Jangan berpikir dulu aku memutuskan pergi karena ingin menghindarimu atau
menyembuhkan luka hati dari apa yang telah kauperbuat empat tahun yang lalu,
kamu tak sehebat itu dalam hidupku”. Kalimatku pasti lebih pahit dari ampas
kopi yang kita teguk sore itu, jika saja kopi itu memiliki residu. Tapi ini
hebat, aku mampu mengucapkan ini dengan tegas tanpa sedikitpun ragu. Senyummu
tak lantas meluruhkan keputusanku untuk melupakan semua tentangmu, kenangan
akan dirimu dan senja bersama pohon-pohon sakura di Kebun Raya Cibodas.

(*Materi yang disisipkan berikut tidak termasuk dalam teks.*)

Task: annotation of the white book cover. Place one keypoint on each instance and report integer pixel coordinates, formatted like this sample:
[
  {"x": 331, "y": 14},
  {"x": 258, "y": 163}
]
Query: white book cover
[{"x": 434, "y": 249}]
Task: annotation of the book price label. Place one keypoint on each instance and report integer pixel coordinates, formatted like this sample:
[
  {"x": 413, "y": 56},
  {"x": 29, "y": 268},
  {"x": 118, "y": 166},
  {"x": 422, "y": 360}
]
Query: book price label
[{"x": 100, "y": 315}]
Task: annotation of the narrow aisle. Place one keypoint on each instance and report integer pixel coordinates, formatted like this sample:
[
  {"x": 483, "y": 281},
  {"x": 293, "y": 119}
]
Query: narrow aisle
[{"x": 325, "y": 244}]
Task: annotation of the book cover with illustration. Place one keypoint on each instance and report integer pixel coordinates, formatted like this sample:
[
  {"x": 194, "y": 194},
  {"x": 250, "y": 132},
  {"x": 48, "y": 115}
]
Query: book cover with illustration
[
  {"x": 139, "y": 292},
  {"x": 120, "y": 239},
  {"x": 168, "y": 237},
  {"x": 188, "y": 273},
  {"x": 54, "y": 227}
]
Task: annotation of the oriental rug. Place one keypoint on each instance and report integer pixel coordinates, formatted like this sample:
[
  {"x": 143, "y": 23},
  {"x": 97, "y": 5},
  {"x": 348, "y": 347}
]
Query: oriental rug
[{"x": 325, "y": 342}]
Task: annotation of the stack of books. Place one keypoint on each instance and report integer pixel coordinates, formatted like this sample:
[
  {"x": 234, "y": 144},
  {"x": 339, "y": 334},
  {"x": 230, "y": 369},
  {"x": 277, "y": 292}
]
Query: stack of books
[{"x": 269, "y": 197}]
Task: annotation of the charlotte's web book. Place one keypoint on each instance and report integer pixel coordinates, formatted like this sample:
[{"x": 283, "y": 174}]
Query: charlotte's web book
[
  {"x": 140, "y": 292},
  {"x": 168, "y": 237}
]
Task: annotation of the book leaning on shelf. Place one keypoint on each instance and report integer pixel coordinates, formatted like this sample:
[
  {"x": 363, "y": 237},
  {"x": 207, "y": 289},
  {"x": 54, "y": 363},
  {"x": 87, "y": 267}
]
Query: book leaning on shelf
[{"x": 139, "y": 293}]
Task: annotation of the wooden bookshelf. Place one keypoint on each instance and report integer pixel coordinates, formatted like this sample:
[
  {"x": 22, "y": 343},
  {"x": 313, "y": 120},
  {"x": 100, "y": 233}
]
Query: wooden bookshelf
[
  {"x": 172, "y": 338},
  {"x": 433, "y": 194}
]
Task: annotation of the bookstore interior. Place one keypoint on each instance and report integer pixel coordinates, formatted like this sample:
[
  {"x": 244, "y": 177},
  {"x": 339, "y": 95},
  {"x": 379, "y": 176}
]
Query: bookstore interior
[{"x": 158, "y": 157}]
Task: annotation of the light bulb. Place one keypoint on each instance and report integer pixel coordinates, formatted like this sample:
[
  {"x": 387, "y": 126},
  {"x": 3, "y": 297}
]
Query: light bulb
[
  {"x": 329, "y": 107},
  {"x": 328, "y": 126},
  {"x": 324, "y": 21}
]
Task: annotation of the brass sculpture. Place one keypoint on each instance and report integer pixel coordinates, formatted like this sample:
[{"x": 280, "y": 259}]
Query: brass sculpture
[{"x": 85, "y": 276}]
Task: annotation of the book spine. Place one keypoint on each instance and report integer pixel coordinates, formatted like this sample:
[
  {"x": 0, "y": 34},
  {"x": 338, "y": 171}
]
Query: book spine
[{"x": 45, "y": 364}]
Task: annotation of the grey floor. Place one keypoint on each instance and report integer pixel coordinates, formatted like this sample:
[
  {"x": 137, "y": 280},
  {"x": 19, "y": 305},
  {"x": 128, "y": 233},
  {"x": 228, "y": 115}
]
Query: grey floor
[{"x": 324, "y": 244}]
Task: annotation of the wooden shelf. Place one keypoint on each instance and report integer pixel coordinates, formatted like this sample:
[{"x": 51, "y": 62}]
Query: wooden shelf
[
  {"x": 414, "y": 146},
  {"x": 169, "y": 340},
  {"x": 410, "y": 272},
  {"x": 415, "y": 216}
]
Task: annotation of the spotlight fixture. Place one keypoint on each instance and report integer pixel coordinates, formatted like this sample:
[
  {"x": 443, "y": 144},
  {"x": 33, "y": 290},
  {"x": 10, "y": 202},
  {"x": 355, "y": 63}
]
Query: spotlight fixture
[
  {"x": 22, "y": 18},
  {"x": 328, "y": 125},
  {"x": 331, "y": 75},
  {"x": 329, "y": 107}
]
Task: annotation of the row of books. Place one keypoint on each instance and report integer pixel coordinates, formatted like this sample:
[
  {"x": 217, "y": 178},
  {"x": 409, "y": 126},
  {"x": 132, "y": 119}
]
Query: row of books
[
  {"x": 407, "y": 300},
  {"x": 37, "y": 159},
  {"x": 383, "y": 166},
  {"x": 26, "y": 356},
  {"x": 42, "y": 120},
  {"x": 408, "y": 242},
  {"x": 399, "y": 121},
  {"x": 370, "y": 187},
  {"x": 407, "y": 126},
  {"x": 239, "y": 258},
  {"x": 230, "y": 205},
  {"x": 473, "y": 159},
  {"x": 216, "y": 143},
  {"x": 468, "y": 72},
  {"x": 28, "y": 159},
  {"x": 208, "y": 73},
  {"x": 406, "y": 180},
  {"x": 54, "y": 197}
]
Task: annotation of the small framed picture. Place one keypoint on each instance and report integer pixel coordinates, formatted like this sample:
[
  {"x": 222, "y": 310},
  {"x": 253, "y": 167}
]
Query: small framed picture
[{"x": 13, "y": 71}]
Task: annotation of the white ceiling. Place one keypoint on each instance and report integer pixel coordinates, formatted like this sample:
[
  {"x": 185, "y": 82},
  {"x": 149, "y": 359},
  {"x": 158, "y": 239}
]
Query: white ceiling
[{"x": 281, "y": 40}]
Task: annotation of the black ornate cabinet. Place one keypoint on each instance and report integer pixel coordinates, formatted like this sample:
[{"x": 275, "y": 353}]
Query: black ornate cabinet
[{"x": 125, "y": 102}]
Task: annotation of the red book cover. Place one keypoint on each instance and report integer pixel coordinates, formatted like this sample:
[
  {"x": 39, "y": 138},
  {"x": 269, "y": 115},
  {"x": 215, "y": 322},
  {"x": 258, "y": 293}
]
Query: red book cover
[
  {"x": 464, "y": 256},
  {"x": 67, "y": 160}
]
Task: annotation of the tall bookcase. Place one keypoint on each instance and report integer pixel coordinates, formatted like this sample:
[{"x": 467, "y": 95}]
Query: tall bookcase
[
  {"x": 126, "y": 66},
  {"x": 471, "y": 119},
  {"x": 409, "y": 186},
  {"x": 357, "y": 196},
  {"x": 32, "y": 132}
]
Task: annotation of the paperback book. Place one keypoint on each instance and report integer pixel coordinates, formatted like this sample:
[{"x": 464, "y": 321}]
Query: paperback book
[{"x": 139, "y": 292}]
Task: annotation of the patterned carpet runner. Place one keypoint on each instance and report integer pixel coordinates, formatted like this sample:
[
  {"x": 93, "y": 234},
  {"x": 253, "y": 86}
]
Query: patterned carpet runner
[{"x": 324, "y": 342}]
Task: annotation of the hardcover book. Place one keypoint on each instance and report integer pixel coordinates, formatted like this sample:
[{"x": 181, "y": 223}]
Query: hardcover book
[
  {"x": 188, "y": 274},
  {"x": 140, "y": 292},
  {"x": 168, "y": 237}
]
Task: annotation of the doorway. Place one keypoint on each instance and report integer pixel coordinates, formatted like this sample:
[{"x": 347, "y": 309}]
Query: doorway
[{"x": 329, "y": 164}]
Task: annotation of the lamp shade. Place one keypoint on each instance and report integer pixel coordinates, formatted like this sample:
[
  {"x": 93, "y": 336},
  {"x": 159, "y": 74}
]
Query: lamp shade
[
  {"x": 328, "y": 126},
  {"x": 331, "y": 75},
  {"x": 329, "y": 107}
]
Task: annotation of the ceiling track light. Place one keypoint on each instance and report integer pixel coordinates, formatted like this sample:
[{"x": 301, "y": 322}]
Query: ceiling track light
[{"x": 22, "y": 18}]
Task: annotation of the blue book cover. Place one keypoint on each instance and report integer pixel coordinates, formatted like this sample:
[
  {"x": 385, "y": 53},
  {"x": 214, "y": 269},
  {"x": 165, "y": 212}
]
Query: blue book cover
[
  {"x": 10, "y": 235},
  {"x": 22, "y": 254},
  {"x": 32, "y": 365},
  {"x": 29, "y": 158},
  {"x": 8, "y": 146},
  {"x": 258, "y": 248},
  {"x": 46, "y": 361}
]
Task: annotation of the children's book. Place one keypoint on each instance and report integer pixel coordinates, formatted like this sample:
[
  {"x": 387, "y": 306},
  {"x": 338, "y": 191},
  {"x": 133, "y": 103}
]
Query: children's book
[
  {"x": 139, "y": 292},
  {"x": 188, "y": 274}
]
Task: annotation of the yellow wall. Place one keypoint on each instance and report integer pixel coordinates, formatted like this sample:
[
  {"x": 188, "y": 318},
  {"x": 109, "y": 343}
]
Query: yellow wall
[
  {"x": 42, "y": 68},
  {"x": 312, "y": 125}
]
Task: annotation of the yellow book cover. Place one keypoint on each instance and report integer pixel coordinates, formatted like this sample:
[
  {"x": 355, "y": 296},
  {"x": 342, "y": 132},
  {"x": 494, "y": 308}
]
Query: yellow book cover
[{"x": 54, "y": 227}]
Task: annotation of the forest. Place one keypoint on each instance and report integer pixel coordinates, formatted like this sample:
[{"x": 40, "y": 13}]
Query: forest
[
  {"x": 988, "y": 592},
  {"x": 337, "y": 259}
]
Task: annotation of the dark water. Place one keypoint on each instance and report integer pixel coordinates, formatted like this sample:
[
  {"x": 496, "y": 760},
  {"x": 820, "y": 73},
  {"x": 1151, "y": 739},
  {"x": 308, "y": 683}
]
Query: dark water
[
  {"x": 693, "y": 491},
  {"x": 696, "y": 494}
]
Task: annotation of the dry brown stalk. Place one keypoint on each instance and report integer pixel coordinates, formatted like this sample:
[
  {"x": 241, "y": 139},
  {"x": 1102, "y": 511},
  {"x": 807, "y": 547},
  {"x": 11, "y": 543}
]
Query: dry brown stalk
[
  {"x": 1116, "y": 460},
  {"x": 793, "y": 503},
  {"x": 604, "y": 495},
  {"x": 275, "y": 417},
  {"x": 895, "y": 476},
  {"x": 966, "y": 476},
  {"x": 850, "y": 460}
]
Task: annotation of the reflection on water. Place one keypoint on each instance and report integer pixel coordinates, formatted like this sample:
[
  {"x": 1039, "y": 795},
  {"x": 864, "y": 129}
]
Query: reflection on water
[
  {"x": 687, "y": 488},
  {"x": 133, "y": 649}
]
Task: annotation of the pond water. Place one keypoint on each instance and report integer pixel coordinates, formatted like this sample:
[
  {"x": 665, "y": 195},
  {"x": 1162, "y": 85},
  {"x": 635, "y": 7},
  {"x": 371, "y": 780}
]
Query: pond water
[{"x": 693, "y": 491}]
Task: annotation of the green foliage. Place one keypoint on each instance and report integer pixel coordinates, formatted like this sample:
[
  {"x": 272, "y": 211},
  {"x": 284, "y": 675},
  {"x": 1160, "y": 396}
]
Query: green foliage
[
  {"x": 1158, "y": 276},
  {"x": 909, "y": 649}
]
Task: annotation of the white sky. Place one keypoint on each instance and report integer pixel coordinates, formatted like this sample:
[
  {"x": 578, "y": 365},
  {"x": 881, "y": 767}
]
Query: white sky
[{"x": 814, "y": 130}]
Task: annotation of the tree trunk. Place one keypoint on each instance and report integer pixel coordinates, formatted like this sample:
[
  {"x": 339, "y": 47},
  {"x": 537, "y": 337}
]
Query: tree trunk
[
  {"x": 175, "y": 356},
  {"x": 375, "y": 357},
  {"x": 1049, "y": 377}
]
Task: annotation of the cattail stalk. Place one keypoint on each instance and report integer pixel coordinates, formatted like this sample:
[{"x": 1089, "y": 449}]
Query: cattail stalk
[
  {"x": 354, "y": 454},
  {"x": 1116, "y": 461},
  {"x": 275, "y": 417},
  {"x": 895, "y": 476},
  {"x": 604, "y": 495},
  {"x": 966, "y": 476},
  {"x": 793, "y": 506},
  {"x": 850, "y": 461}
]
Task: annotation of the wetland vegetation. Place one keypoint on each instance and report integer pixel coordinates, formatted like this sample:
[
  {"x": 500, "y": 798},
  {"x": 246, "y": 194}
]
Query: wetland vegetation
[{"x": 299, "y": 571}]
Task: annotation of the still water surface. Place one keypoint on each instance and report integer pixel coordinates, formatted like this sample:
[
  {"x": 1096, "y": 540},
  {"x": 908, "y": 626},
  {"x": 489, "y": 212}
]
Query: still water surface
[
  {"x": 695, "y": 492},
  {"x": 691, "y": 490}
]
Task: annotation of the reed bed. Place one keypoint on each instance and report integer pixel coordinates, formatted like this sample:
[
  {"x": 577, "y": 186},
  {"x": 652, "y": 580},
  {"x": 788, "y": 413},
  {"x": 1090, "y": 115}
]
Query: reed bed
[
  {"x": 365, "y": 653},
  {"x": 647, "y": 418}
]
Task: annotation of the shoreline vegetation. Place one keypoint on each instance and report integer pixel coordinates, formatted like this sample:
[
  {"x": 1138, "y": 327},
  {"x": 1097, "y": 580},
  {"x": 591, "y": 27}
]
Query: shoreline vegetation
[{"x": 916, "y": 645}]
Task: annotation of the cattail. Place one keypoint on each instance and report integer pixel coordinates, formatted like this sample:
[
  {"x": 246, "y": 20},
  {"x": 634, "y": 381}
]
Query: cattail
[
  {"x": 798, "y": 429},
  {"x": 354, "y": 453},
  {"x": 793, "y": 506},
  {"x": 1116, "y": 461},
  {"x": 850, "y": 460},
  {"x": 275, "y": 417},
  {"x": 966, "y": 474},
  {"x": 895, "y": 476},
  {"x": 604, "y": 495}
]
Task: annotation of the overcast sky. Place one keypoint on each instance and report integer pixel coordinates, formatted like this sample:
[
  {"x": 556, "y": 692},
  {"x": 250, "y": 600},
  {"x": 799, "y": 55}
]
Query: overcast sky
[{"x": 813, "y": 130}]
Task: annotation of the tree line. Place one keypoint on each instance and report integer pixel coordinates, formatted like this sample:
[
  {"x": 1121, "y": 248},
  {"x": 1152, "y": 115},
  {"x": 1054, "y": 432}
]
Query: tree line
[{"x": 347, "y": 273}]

“Yo', waktu telah berangsur dan
beranjak dari masa dimana kita bersama empat tahun yang lalu, lihatlah
sekelilingmu sekarang, ranting-ranting sakura memang nampak sama, bahkan senja
yang merah ini sama sekali tak berbeda dari masa yang telah berlalu, tapi sekali
lagi lihatlah, sekarang kita di Yeouido Yo’ bukan lagi di Cibodas. Jika kamu
bertanya apa yang ada dihatiku saat ini, nyaris sama seperti senja dan sakura
ini, nyaris sama tak lantas sama” Cahyo, namamu kusebut kembali setelah sekian
lama aku enggan mengingatnya.
“Mengapa kamu begitu kaku dan
dingin, kembali lagi aku tak mampu menebak apa yang kaurasakan terhadapku,
entah kamu benci atau suka kepadaku, aku tak tahu…aku datang sejauh ini demi
kamu, aku ingin memulainya kembali denganmu” kali ini kamu menunduk mengalihkan
pandang pada gelas kopi yang pelanp-pelan kau ayunkan seraya berputar
dipergelangan tanganmu.
“Apa yang kubilang nyaris sama tetapi
tak lantas sama adalah cinta itu masih ada disana Yo', sama persis berada
disudut hatiku, empat tahun aku tak pernah merubahnya, memindahkan ataupun
mengganti dengan yang lain. Cinta yang kuabdikan kepadamu ibarat kelopak-kelopak
sakura ini, putih nyaris tanpa cela, kemudian aku mengabadikannya di taman
hatiku dan kuhidupkan seraya senja yang senantiasa lembayung merona. Tapi waktu
dan keputusanmu telah merubah satu hal, memaksaku merubah taman hatiku yang tak
lagi serupa Cibodas, sekarang taman itu bernama Yeouido dan Taman Yeouido
bukanlah Cibodas.”
“Pulanglah, sakura ini akan tetap
bermekaran setiap musim semi tiba dan senja di taman ini akan tetap indah meski
aku harus melewatkannya tanpamu. Aku memutuskan pergi karena aku dulu
memutuskan untuk berbahagia setelah runcah hatiku dibuat olehmu. Aku berbahagia
telah menemukan tempat indah di tepian Han Gang ini, dan meski kamu tetap
menjadi cinta dalam taman hatiku tetapi maaf, aku tak bisa memulainya lagi
bersamamu atau lebih tepatnya aku tak mampu”. Teguk terakhir kopi ini sudah tak menyisakan hangat, kugengam tetap
gelasnya dalam cengkeramku, hanya untuk meyakinkan bahwa aku kuat mengatakan
hal ini.
Kamu masih saja nanar menatap
tepian sungai, sesekali menghela nafas dan melampiaskan pandang pada beberapa
kelopak sakura yang berjatuhan di kaki kita. “Senja sudah berakhir Yo’, mari
pulang makan malam sudah menunggu dirumah” aku beranjak dan kuayunkan kepalaku
menyamping bersama senyum yang kulemparkan kepadamu. Senyum diakhir senja nan
merah dibawah langit Seoul yang cerah.